In the case of very specific customers, this is a common method. 

Direct Sales

Direct sales refer to selling your own service to the target audience. Alternatively, you are in direct contact with the customers who are willing to purchase your product.

The positive side of this SaaS revenue model is that you don’t have to share your revenue with any other seller. However, you need to hire a sales team to make sufficient sales for you. 

Freemium Model

In the freemium SaaS model, SaaS companies offer a free service to potential leads interested in their services.

It is a known fact that customers love to try services and products for free before they invest their hard-earned money into a service. With this SaaS business model, you can achieve exactly that– the trust of your potential customers. 

Subscription Revenue Model

Subscription-based SaaS revenue model is the most common type of model that helps businesses generate revenue through recurring payments.

The customers are charged a certain amount of fee processed at regular intervals. Some of the most common examples of SaaS companies that use subscription-based revenue models are Netflix, Hulu, and Amazon Prime. 

Read also: Behavioral Targeting: The Future of Digital Marketing

SaaS Pricing Model

The pricing of the product should be an informed decision as it directly affects the financial health of any company. The same is true for SaaS companies. You can finalize the pricing by analyzing your competitors, creating customer avatars, etc. 

Here are some of the most successful SaaS pricing models. 

Flat Rate

A flat rate is the most common pricing model. In this, the customer is charged a monthly or annual fee. No customization is provided initially. However, the price can change as the traffic starts pouring in. 

Per-User Pricing

The idea of this pricing model is relatively simple ie. when you price your service per user, the price hikes. The per-user pricing is suitable for small and mid-sized businesses as it can be a little expensive for large enterprises.

Tiered Pricing 

Tiered pricing is a SaaS pricing model in which the price is divided into different plans. Furthermore, the pricing of each plan depends on what is offered in it. The more features a plan offers, the more costly it is to the customer. 

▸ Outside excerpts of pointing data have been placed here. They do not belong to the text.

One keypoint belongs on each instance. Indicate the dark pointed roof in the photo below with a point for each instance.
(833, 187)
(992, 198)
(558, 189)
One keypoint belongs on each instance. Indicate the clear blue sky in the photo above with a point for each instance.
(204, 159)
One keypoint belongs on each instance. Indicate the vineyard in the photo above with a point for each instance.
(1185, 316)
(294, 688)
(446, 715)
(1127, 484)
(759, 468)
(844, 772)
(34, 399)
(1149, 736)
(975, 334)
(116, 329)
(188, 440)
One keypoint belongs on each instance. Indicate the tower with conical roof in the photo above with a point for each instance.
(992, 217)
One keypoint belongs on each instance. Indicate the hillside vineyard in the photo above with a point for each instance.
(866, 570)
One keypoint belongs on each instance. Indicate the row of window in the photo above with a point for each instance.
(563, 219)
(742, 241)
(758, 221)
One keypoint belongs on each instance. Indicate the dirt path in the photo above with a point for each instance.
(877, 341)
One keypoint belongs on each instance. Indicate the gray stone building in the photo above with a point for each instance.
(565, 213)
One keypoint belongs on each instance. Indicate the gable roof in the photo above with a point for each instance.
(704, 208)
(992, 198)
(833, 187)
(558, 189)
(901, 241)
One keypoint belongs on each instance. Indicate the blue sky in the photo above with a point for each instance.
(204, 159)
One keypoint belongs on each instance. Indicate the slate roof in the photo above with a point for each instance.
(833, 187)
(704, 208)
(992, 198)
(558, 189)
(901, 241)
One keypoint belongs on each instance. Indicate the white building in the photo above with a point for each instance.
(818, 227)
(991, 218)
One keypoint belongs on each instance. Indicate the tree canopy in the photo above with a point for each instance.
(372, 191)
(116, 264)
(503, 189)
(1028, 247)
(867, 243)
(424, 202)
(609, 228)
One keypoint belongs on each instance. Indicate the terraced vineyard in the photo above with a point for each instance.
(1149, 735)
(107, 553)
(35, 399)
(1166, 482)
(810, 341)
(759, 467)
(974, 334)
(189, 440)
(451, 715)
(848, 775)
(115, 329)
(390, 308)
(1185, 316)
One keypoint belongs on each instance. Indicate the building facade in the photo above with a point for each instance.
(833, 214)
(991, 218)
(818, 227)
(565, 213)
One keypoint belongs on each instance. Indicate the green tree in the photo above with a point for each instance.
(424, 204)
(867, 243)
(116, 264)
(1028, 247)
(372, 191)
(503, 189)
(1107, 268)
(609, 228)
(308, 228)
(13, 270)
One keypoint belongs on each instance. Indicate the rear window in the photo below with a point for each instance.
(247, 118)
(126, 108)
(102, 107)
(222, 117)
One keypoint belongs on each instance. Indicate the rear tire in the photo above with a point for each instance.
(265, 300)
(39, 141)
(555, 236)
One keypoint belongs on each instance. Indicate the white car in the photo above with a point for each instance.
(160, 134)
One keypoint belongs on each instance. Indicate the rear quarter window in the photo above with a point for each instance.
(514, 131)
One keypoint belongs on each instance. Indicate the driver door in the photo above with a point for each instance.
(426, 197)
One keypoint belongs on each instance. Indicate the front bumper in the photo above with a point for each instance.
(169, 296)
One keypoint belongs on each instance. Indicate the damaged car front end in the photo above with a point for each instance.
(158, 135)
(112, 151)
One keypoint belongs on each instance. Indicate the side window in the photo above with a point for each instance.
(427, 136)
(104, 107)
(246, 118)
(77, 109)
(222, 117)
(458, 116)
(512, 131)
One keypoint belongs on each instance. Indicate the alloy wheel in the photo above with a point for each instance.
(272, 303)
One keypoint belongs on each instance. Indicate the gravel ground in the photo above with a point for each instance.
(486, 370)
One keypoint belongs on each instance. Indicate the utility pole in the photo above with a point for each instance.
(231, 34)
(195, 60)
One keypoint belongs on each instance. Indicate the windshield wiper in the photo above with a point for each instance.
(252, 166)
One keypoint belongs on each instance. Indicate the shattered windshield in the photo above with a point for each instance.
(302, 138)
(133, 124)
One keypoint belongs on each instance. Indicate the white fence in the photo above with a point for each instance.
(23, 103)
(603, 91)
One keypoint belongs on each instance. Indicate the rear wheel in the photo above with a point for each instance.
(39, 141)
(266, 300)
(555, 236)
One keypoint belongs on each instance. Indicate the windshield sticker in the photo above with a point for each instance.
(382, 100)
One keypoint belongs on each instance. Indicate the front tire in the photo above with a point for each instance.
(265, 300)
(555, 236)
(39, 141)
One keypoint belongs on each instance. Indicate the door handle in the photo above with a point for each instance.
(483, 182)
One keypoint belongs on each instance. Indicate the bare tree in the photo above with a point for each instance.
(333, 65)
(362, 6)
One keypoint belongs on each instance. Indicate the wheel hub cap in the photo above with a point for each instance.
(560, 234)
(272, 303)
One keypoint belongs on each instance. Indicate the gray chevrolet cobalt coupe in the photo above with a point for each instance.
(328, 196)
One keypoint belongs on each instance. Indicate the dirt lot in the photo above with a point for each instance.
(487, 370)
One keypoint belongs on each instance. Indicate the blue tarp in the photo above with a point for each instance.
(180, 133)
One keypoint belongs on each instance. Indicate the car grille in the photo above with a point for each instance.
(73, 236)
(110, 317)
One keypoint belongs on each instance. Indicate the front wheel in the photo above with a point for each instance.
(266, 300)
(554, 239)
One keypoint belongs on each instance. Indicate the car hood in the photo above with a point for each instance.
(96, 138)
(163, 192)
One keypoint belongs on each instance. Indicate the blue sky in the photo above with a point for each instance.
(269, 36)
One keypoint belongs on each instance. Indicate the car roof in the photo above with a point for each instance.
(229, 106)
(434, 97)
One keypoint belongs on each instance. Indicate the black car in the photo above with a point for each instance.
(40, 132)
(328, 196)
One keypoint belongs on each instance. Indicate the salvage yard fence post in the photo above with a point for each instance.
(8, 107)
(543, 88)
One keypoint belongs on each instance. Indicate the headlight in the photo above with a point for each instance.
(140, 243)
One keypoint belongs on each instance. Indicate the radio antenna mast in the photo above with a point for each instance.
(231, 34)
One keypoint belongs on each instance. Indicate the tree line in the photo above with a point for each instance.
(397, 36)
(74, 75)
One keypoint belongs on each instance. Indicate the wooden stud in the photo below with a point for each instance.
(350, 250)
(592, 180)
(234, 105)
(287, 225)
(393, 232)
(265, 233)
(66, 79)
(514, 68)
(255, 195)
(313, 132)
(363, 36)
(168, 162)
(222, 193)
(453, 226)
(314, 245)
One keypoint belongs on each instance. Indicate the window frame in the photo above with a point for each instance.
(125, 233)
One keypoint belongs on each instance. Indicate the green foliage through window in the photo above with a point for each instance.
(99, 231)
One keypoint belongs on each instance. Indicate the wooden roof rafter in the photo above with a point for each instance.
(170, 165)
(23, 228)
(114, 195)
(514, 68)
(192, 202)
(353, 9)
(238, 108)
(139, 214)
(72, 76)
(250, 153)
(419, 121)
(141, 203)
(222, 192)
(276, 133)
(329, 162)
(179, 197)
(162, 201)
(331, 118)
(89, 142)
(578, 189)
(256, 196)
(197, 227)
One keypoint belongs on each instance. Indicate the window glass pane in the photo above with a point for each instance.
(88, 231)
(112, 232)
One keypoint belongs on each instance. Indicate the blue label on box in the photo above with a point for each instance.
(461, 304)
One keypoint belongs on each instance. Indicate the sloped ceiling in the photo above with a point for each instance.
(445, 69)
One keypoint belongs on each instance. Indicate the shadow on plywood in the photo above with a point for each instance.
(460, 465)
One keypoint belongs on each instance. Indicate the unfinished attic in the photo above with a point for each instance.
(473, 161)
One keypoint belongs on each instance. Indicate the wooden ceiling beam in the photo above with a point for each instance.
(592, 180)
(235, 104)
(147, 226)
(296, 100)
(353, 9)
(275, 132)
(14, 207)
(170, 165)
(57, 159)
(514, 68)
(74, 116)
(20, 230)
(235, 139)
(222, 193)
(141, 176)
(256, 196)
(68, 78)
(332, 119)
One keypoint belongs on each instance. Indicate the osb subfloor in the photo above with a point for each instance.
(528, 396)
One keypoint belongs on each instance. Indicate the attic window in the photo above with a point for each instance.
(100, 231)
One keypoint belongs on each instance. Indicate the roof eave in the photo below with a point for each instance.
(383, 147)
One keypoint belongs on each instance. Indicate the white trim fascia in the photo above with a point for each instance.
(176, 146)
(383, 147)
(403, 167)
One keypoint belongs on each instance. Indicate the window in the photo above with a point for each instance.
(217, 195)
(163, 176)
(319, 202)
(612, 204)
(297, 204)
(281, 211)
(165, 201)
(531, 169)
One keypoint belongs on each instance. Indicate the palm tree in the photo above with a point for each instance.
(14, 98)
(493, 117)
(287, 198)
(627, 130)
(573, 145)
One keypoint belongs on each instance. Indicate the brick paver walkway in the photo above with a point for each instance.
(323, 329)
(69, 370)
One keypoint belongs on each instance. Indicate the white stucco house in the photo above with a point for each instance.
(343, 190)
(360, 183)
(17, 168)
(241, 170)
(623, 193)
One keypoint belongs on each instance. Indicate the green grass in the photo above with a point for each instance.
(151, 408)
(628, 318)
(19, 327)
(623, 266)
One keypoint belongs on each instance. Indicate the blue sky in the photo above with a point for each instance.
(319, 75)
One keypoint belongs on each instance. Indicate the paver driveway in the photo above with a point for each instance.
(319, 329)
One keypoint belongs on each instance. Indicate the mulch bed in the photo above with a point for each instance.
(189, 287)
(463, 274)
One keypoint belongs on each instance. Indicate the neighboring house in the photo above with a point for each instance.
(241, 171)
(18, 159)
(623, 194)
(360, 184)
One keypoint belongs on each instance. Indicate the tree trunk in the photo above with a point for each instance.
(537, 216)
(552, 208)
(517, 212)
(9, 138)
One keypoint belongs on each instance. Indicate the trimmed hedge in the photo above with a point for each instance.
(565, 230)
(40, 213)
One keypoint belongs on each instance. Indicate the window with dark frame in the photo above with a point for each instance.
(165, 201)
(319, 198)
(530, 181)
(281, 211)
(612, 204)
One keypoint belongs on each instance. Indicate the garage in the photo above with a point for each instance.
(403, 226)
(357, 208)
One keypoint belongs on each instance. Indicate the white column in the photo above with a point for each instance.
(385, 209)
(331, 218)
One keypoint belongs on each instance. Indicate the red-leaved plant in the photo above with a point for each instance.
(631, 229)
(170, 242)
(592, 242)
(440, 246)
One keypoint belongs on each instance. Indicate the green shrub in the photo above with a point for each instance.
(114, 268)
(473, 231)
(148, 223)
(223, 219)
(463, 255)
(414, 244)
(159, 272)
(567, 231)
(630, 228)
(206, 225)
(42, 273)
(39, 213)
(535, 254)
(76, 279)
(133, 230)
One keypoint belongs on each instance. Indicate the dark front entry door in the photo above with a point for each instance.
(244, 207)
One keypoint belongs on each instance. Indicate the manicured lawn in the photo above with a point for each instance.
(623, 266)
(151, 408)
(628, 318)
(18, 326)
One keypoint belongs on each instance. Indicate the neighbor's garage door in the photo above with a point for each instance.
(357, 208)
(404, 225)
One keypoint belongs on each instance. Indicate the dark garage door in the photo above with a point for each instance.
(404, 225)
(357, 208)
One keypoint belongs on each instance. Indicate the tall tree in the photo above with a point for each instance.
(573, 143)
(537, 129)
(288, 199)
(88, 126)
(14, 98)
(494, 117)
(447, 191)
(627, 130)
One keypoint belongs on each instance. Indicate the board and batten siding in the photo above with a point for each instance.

SaaS companies that wish to adopt this pricing model should ensure that each plan satisfies the needs of different customer avatars. 

Pay-As-You-Go

This type of pricing model is prevalent in cloud-based providers such as AWS and Azure. This idea followed here is: “Pay for what you use”. In short, services are rented and the amount is calculated accordingly. This is very similar to the electricity bill that you pay regularly. 

Read also: The 15 Best B2B SaaS Marketing Agencies and Consultants

Conclusion: Is the SaaS Business Model Worth It?

All in all, the answer to this question is a big YES!

The SaaS business model, although expensive to set up in the beginning, is worth it in the long run.

It offers endless business opportunities.

Last but not least, many businesses around the world are adopting it and making it big in the business industry and you can too. So, take the first step towards your SaaS business dream!